Russians Google ‘How To Leave Russia’ While Waiting For Putin’s Surprise National Address
- Most searches were done by residents of the Khabarovsk region bordering China
- Google searches peaked at 6pm local time
- Russian State Duma introduces concepts of mobilization and wartime
Google searches for “how to leave Russia” reportedly spiked on Tuesday as Russians expected a surprise speech from President Vladimir Putin.
Searches for information leaving Russia peaked around 6 p.m. local time. As reported on Mozhem obiasnit’s Telegram channel, Google Trends data shows that in addition to searches for “how to leave Russia,” searches for Russian military delays also peaked around the same time (we can explain).
The phrase “how to get out of Russia” in Google search indexes peaked on Tuesday. This came against the backdrop of news about an impending mobilization and referendum in the unrecognized republic. According to Google Trends, the peak of requests came at 18 :00 data,” the report reads.
The Telegram channel also noted that most of the searches were carried out by Russians living in the frontline Khabarovsk region in the southeastern part of the country. Khabarovsk is a city bordering China.
The Google search spike came shortly after it was announced that Putin and Russian Federation Defense Minister Sergei Shoigu would deliver national speeches on Tuesday. However, the speech was later rescheduled for Wednesday.
It was not specified what they would discuss in the speech, but the announcement came amid rumors of an imminent mobilization plan and referendum in the occupied Ukrainian territory.

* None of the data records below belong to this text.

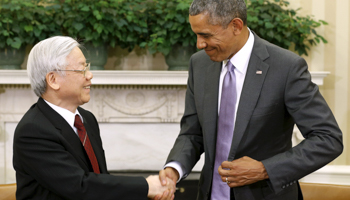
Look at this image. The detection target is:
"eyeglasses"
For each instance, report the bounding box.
[56,63,90,77]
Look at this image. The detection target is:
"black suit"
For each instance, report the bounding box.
[167,35,343,200]
[13,98,148,200]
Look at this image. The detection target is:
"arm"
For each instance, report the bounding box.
[262,58,343,193]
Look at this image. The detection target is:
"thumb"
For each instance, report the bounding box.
[159,169,167,186]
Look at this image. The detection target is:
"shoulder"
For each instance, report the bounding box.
[14,103,57,141]
[78,107,97,124]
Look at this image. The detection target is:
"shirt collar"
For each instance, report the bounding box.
[223,28,254,72]
[44,99,83,127]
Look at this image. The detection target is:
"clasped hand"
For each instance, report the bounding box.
[218,156,269,187]
[146,175,176,200]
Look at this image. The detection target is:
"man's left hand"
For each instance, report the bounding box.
[218,156,269,187]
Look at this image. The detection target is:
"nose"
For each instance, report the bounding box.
[85,70,94,80]
[197,36,207,49]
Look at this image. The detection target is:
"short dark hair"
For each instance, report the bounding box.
[189,0,247,28]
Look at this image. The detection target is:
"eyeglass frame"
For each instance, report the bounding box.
[55,63,91,77]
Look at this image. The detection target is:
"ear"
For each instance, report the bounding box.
[46,72,60,90]
[229,18,244,35]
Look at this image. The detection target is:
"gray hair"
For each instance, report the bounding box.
[189,0,247,28]
[27,36,80,97]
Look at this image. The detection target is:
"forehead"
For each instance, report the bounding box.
[189,14,223,35]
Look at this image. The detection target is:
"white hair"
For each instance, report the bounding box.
[27,36,80,97]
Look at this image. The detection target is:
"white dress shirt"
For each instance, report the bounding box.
[44,99,83,135]
[164,29,254,181]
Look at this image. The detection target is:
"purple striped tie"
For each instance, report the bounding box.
[211,61,237,200]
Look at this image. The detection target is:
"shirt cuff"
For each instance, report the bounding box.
[163,161,184,183]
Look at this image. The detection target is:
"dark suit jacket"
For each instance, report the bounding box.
[13,98,148,200]
[167,35,343,200]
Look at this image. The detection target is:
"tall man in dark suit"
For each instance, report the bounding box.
[160,0,343,200]
[13,36,175,200]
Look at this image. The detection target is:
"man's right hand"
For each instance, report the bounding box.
[159,167,179,186]
[146,175,176,200]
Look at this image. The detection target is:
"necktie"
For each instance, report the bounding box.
[74,115,100,174]
[211,61,237,200]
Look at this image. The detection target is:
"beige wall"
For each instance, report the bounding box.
[290,0,350,165]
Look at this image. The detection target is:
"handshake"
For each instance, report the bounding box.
[146,167,179,200]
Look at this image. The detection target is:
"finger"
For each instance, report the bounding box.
[166,189,174,200]
[165,167,179,183]
[159,190,171,200]
[153,194,162,200]
[218,166,232,176]
[159,170,167,186]
[221,161,234,169]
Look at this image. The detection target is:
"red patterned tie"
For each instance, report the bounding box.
[74,115,100,174]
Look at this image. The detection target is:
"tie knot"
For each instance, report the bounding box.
[226,60,235,72]
[74,115,84,129]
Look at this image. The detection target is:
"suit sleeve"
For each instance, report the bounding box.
[13,111,148,200]
[262,57,343,193]
[167,57,204,178]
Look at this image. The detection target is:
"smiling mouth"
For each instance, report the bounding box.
[204,49,214,52]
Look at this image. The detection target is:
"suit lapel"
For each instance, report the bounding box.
[37,98,89,170]
[203,62,222,165]
[228,34,269,161]
[83,117,104,173]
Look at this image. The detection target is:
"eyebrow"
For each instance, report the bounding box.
[197,33,212,36]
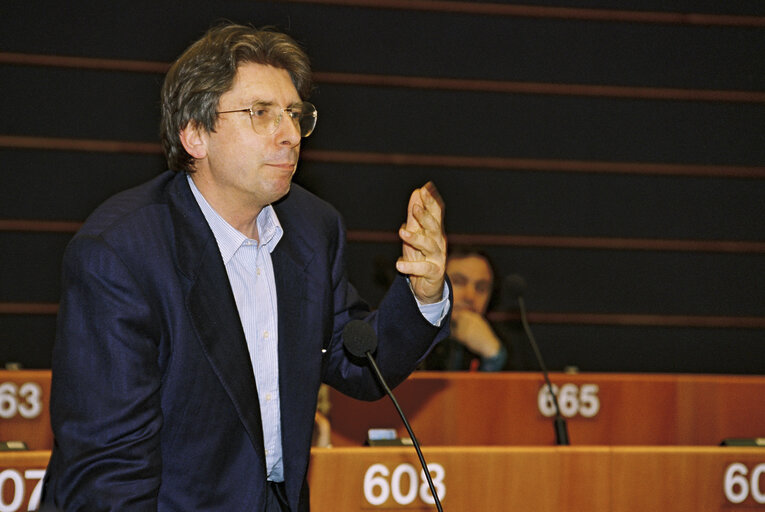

Earlier in the day, the Russian State Duma introduced the concepts of mobilization and wartime in the Criminal Code of the Russian Federation, which was passed on first reading in July.The new concept now strengthens criminal liability for disobedience to military orders, desertion, evasion of duties and damage to military property if “during martial law, wartime or conditions of armed conflict or hostilities” Holographic Magazine report.
In addition to these concepts, the State Duma established criminal responsibility for voluntary surrender and robbery. Russian soldiers who voluntarily surrender to enemy forces face 3 to 10 years in prison. Looters can be sentenced to up to 15 years in prison.
The new concept will apply to current Russian military personnel, reservists, contract soldiers and conscripts.